During the hackfest we implemented 2 quick prototypes to check if previous ideas would solve the problems. In both cases results were satisfactory.
However, DOM order idea seems more complicated as some elements in the DOM tree might not be present in the render tree. On top of that, we should review carefully the different methods involved in the selection and modify how they traverse the tree (or look for their container) in some cases. This would imply several changes in the more complex parts of the selection code.
On a first sight the subtrees approach is more promising as it looks simpler and cleaner. After talking with Ryosuke Niwa and David Hyatt on IRC it was confirmed as the preferred approach and likely valid to be integrated into WebKit. In addition, it seems that more performance optimizations could be done with this approach. So, let’s explain deeply how this solution would work.
Subtrees approach
All selection algorithms are thought to work in a single render tree under RenderView. Actually, RenderHTML is the top element of the render tree where selection state is set (see RenderBoxModelObject::setSelectionState()).
Inside this render tree the start object is always before than the end object. But that’s not always true in the case of CSS Regions, as you can see in the diagram above. For example, if you start selection inside the source-1 element (depending on its position inside the DOM tree) start position could be under the RenderFlowThread and end under the RenderHTML.
So, this solution will split the render tree in subtrees where the root objects would be:
- On one hand, the RenderHTML (for the “regular” render tree).
- On the other hand, all the RenderFlowThreads (there will be 1 per flow thread in the page).

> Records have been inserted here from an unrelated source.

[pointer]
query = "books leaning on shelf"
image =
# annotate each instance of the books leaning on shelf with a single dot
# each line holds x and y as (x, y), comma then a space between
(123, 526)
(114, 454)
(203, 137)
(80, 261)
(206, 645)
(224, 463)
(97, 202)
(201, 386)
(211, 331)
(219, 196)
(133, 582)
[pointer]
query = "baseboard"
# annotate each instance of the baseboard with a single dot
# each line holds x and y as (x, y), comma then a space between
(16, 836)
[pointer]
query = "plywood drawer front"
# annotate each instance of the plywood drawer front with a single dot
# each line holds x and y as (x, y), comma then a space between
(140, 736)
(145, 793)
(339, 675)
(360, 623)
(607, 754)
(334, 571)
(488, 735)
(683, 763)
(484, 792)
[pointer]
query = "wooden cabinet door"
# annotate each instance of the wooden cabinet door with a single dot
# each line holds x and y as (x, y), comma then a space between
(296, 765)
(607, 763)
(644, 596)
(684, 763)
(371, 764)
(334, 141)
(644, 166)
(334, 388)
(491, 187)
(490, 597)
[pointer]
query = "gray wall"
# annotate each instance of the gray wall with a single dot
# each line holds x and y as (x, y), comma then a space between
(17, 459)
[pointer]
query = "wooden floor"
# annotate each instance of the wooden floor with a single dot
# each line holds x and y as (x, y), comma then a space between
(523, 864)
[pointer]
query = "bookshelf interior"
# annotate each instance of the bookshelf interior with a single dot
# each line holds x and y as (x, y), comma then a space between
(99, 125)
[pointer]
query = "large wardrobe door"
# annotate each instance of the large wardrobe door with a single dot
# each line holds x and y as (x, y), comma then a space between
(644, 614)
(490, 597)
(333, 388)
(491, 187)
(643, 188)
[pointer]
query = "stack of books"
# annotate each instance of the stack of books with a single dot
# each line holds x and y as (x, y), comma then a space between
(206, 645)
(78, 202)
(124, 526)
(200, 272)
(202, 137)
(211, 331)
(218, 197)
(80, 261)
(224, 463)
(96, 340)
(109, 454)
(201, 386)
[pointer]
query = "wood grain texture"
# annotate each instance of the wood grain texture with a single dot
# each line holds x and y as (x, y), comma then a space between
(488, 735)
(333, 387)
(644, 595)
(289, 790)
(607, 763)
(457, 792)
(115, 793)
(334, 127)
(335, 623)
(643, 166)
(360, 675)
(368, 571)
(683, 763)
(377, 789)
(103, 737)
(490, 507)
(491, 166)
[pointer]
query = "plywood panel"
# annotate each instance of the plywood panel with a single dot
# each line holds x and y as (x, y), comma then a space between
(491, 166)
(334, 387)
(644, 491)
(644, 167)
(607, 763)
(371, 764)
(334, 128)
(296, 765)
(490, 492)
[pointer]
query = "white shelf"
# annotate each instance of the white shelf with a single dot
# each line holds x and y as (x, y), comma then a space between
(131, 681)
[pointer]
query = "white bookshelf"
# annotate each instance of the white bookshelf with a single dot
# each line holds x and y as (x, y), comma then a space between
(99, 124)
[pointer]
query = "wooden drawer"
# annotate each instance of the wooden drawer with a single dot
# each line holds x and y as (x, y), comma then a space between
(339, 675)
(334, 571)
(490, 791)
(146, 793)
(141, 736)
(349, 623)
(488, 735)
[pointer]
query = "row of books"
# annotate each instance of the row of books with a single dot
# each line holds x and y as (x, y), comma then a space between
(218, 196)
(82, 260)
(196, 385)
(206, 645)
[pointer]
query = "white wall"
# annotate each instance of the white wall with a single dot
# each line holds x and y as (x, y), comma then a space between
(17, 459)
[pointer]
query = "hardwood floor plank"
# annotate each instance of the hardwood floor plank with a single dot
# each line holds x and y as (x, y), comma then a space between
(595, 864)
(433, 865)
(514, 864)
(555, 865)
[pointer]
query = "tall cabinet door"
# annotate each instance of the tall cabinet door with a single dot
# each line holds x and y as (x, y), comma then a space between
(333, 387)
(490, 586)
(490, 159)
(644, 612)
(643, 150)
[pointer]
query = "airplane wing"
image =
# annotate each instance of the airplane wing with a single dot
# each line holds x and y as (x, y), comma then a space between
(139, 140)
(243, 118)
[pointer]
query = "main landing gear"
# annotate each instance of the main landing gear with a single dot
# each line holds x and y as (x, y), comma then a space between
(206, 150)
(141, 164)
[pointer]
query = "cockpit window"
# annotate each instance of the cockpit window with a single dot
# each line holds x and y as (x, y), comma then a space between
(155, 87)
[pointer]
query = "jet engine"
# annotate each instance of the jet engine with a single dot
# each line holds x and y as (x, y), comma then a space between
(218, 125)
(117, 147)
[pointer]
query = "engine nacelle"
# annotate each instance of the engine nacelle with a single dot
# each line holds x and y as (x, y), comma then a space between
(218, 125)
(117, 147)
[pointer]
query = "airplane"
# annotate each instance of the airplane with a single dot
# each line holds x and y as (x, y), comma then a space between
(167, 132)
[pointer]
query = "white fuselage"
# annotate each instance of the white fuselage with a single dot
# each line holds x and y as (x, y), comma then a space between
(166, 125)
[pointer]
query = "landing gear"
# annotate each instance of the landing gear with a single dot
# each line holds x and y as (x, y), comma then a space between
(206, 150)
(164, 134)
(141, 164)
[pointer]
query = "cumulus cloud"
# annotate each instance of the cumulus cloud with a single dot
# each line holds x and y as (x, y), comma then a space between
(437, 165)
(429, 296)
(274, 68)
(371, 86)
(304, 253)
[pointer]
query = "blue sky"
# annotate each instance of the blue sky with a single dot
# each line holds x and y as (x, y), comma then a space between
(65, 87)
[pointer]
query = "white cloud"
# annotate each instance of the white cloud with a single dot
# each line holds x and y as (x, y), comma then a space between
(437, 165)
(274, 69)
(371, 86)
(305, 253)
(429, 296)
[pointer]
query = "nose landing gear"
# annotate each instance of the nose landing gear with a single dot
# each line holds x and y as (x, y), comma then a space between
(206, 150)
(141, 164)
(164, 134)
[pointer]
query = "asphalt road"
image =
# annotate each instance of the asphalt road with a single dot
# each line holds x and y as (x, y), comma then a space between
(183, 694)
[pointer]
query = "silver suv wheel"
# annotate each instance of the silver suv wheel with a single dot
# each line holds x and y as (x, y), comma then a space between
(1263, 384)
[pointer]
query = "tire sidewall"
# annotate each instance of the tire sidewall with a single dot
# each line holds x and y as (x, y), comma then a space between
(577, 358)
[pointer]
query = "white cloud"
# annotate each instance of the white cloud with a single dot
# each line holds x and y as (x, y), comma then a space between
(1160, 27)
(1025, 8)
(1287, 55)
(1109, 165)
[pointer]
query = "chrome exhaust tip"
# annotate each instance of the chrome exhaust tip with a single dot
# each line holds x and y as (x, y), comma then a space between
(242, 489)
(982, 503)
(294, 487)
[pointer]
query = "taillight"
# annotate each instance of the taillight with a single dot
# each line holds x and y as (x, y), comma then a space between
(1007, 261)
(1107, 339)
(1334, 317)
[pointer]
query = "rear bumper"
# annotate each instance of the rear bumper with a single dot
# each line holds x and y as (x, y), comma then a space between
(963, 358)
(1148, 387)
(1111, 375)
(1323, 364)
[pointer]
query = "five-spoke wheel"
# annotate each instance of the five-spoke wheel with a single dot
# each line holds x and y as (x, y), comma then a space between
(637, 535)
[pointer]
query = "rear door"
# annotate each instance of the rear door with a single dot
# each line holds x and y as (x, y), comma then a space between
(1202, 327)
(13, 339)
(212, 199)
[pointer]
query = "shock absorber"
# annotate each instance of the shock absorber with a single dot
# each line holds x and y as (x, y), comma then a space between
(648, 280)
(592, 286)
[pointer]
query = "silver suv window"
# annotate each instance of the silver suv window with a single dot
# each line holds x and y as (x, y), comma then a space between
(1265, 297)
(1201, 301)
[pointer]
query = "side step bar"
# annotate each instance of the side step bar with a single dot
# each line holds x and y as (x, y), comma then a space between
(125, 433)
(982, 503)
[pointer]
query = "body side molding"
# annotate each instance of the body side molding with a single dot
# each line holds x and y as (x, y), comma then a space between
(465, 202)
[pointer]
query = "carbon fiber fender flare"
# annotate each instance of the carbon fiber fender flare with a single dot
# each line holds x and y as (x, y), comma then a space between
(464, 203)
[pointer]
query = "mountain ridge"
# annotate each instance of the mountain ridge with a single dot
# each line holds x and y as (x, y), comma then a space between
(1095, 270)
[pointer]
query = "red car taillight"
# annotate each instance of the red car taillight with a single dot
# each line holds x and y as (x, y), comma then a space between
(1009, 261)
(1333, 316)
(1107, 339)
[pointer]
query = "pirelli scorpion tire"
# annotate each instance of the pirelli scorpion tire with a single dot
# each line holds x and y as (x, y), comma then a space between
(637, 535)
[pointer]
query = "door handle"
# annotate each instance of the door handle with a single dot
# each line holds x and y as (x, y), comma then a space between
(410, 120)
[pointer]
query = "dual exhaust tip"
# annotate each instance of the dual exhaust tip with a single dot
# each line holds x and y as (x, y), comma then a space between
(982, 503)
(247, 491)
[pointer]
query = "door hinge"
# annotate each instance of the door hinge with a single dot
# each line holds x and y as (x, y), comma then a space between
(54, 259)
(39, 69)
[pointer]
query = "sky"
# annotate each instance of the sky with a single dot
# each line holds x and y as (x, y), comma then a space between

Then the total number of subtrees we’ll be 1 (the RenderHTML subtree) + number of flow threads.
For each subtree we’ll calculate the start and end positions (start will be always before end). And then we’ll call selection algorithms for each subtree using that positions.
In the previous example we’ll have 2 subtrees:
- RenderHTML subtree.
- RenderFlowThread (flow-1) subtree.
Let’s calculate start and end positions for each subtree taking into account the example above:
- RenderHTML subtree:
- start: content-1, offset: start offset set by user’s selection.
- end: content-2, offset: end offset set by user’s selection.
- RenderFlowThread (flow-1) subtree:
- start: source-1, offset: start of source-1 object.
- end: source-1, offset: end of source-1 object.
Using these subtrees RenderView::setSelection() method will be called for each of them. Subtree’s root object will need to store information about start and end positions (together with their offsets).
Conclusion
This is an important milestone for the work we have been doing lately, and it allows us to have a clear path to make progress on this field and eventually fixing the selection in CSS Regions.
Of course, there’s still quite a lot of work to do. We’ll improve current prototype to convert it in a real patch to be uploaded at WebKit’s bugzilla and got it integrated after the review iterations. Then, as usual, we’ll try to get integrated into Blink too.
Finally, thanks to The GNOME Foundation and Igalia for sponsoring the WebKitGTK+ Hackfest, and also to Mihnea for attending and helping us to move this topic forward sharing his experience on the CSS Regions standard.